Ancak, Tramvay'ın farkı şu ki, zamanın zikzaklarla dağıtılmış dizgisi okuyucuyu da dağıtıyor. Claude Simon zamanın geri ve ileri tuşlarına şaşırtan ve bir nedene bağlanılamayan bir özgürlük içinde basıyor. Suyun ispatlanmış med-cezir'i, zamana uyarlanmış sanki. Ama neye göre? Ayın değilse, yazarın momentine göre mi? Kurgulanmış bir serbest bilinç akışı içinde okuyucuya ilk önceleri "kopuk kopukmuş" gibi gelen fakat son nokta konulduğunda; kişilere, zamana, mekâna ve en çok da yazara dair külliyatlı bir birikim sunan değişik, ilginç bir kitap.

Claude Simon Tramvay da, "hiçbir şey anlatmıyormuş gibi yapıp, en anlatılmazları anlatmış/ anlattırmış" gibi geldi bana ve bu etkileyiciydi doğal olarak. Özellikle romandaki anlatıcının annesine dair olanlar... Filmlerden aşina olduğumuz "günah çıkarma" sahnelerindeki kadar saklı ve özel duyguların yüksek bir samimiyetle paylaşılması, tuhaf bir etki oluşturuyor doğrusu... Nasıl desem? Duygulardaki hırçınlık okuyucuyu tedirgin ediyor; o zamandan ve mekândan kaçma isteği yaratırken bir taraftan da ( sanki sadece meraktan) sonraki cümleye, paragrafa, sayfaya ve sona çekiyor; sonlanmadan kesilen sona...

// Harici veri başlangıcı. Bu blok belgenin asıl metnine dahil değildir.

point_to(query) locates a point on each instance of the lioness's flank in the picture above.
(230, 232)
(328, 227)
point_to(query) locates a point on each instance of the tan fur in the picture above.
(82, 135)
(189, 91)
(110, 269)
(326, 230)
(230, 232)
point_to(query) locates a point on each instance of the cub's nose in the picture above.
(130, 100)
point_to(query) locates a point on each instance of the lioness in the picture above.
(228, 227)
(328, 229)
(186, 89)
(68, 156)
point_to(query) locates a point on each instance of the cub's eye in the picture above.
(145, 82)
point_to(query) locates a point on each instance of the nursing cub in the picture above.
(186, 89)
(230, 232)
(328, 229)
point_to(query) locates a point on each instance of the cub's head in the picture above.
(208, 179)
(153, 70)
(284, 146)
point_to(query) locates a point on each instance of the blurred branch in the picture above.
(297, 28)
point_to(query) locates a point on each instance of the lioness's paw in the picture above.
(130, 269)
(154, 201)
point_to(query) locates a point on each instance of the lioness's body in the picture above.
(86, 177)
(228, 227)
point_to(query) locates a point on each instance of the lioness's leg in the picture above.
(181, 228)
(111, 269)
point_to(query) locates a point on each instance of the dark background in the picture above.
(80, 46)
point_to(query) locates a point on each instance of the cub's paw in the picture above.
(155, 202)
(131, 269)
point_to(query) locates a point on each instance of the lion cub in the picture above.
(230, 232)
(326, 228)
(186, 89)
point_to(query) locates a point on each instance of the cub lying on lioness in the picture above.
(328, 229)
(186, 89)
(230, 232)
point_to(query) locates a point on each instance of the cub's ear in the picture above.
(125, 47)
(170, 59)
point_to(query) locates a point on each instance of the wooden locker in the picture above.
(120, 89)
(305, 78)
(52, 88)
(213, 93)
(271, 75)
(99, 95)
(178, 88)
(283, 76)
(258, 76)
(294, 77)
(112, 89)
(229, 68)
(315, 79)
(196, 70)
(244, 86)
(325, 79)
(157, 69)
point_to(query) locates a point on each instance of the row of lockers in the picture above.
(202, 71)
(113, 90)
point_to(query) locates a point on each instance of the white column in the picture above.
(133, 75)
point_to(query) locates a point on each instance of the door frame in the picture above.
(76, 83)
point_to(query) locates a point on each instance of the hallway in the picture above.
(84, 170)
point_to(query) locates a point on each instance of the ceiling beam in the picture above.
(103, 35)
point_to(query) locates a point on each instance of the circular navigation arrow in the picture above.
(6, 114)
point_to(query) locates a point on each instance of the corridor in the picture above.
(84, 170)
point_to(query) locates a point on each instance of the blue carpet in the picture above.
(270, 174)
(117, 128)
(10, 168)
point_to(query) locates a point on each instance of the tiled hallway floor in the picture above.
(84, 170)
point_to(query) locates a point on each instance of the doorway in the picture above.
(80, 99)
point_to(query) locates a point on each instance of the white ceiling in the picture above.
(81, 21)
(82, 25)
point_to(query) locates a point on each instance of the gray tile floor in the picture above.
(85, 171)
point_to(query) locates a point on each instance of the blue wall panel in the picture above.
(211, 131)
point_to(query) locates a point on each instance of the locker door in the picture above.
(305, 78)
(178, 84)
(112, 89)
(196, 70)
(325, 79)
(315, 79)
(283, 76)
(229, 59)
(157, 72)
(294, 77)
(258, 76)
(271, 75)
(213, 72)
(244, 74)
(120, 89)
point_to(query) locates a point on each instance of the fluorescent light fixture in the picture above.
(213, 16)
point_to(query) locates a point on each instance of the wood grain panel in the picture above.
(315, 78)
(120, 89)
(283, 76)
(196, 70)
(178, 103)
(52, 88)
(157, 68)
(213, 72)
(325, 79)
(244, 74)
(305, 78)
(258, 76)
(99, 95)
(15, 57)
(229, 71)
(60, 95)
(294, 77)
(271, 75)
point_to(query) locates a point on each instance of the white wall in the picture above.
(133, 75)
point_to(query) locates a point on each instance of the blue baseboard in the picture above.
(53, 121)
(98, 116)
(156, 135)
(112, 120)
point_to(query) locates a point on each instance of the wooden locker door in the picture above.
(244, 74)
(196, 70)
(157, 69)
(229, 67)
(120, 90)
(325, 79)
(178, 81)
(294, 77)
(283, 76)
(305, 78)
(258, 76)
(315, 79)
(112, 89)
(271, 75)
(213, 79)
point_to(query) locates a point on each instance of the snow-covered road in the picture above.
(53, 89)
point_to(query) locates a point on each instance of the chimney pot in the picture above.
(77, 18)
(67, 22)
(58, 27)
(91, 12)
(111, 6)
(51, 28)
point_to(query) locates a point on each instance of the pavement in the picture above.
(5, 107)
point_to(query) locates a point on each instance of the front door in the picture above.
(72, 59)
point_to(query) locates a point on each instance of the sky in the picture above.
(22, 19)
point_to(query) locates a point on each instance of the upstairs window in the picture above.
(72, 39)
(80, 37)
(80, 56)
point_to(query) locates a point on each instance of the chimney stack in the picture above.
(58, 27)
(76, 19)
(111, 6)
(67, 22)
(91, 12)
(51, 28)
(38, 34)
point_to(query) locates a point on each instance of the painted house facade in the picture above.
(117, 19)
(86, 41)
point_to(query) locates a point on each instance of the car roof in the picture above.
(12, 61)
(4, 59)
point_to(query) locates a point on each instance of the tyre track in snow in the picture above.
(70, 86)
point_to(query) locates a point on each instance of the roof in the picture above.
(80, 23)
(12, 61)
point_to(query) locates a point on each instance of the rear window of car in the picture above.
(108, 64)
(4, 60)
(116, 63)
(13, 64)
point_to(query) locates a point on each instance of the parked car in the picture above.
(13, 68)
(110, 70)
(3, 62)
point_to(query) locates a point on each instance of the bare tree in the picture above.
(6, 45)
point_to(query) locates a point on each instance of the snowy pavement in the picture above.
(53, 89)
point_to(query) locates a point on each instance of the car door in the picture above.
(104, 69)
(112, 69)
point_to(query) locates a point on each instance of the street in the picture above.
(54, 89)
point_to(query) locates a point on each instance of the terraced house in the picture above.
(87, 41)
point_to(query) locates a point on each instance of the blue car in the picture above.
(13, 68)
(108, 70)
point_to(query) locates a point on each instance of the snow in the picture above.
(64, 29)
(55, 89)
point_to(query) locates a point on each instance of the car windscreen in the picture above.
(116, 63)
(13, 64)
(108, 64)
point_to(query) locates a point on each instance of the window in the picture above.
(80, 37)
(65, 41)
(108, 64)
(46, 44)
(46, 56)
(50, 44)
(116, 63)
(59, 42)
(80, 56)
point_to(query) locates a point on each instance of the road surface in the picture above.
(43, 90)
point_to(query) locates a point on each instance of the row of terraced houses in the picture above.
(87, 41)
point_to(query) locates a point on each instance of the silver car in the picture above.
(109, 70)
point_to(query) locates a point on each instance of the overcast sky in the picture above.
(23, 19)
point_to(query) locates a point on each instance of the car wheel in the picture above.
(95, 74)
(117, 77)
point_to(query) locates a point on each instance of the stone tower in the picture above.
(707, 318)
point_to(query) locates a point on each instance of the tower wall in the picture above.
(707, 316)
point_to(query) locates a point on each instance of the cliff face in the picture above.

Bir hastane odasında, kıpırtısız yatan bedenine inat ( belki de kıpırtısızlığa dayanmak, onu yenmek uğruna; şuuruna fizik terapi yaptırırcasına) içindeki vatmana "geçmiş ve şimdi" arasında işbaşı yaptıran biri...

Claude Simon, sıkça tekrarlanmış, evirilip -çevrilmiş ama benzeyişleri yok edilememiş ve alışılmış edebiyyat cümlelerinin uzağında kalıyor Tramvay’da.. Fakat yine de, "alışılmış" küçücük bir cümleyi kitabın istisnası yapmaktan kendini alamamış... O cümle çok güzel bir istisna oluşturmuş; "Onca çiçeğin içinde ne kadar da güzeldi!"...

 
Toplam blog
: 4
: 450
Kayıt tarihi
: 29.08.06
 
 

1965, Balıkesir, Antalya, İstanbul..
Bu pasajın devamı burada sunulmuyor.